Ce jour signe la fin de votre mascarade démocratique. Aujourd’hui, s’ouvre le procès de votre politique écologique.

Depuis 2017, vous avez voulu mettre à l’ombre des Gilets jaunes, des syndicalistes, des militants écologistes. Maintenant, c’est à votre tour d’être jugés sur vos actes.

La liste des chefs d’accusation est interminable. Votre premier méfait : l’engraissement des riches en bande organisée.

En 2018, vous supprimiez l’impôt de solidarité sur la fortune. Les riches n’étaient pas assez riches à votre goût. L’enquête préliminaire est sans appel : vous ignorez toujours que plus les riches s’enrichissent, plus ils possèdent, plus ils polluent. Si cela était votre objectif, alors bingo ! La France est le pays où la fortune des milliardaires a le plus progressé, +45% entre 2019 et 2020. En revanche, on verra plus tard pour le ruissellement, puisque notre pays compte toujours 10 millions de pauvres.

Avec cette suppression, vous rendiez 4 milliards d’euros à l’oligarchie, la même somme que vous souhaitiez récupérer à travers la taxe carbone. C’est comme cela qu’il faut prendre la puissance du mouvement des Gilets jaunes, qui a déferlé sur les ronds-points et dans les rues. Ils l’ont scandé partout : pas d’écologie sans justice sociale. Les gens n’ont pas d’autre choix que de prendre leur voiture pour se déplacer, mais c’est à eux que vous êtes allés chercher des noises, plutôt qu’à Total. Ce sursaut populaire magnifique a rappelé ce que nous sommes viscéralement : une patrie révolutionnaire. Les Gilets jaunes ont renoué avec le désir d’une société de solidarité et de partage. Je leur adresse ici un salut fraternel. Aux éborgnés, aux estropiés, aux gazés, aux matraqués, aux emprisonnés, aux condamnés, à ceux qui ont vu s’abattre la répression sur leurs corps, à toutes ces gueules cassées du macronisme, matés à tour de bras pour avoir exigé un monde plus juste.

La contestation a repris son souffle au moment de votre tentative de réforme infâme sur les retraites. Là encore, votre esprit comptable étriqué ne s’était pas aperçu qu’il s’agissait bien d’une politique anti-écologique. Vous vouliez nous faire travailler plus longtemps.
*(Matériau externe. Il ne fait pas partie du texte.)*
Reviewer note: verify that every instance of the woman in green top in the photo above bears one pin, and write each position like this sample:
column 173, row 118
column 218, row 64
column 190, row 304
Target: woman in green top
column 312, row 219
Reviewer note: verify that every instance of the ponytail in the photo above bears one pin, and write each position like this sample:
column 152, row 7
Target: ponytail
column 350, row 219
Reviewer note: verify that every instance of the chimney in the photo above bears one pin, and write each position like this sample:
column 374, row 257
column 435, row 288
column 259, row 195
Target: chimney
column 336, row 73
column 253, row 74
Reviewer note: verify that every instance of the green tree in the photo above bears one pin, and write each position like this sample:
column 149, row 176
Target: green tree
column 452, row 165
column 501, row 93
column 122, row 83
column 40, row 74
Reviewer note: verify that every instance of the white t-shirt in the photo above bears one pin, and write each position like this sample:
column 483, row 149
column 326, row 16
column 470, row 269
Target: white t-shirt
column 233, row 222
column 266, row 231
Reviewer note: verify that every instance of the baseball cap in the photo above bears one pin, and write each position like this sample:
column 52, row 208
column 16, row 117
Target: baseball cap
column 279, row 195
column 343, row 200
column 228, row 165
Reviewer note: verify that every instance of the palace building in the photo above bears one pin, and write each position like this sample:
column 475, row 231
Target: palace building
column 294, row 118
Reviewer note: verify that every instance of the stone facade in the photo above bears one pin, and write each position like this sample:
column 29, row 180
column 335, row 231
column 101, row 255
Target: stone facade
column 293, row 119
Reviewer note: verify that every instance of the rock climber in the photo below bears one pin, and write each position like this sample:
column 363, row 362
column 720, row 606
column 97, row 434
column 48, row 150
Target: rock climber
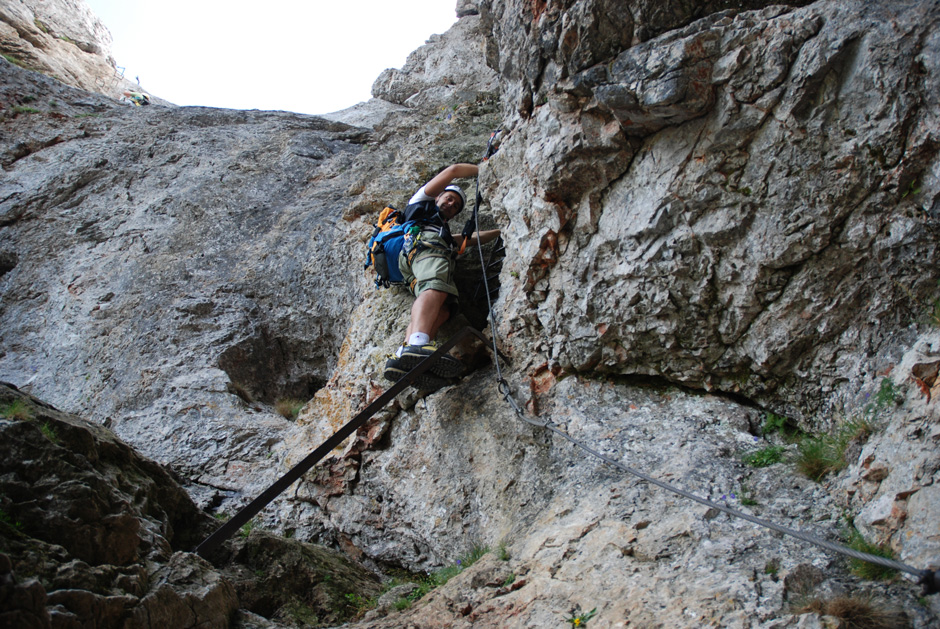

C’est-à-dire produire, jusqu’à l’épuisement, toujours plus de marchandises inutiles et indésirables, déménagées de part et d’autre du monde, aggravant ainsi nos émissions de gaz à effet de serre. Votre logiciel basé sur la croissance infinie est archaïque. Il vous reste à apprendre que notre planète et le vivant ont leurs limites physiques, tout comme les êtres humains, qui ne rêvent pas de travailler jusqu’au seuil de leur mort. Avec cette réforme, vous anéantissiez le temps libre passé hors de la sphère marchande. Vous acheviez le modèle d’homo economicus, à l’heure où il est insoutenable. Vous réduisiez à néant nos capacités intergénérationnelles de résilience collective au chaos climatique, et ce alors que nos conditions de survie sont fondées sur l’entraide.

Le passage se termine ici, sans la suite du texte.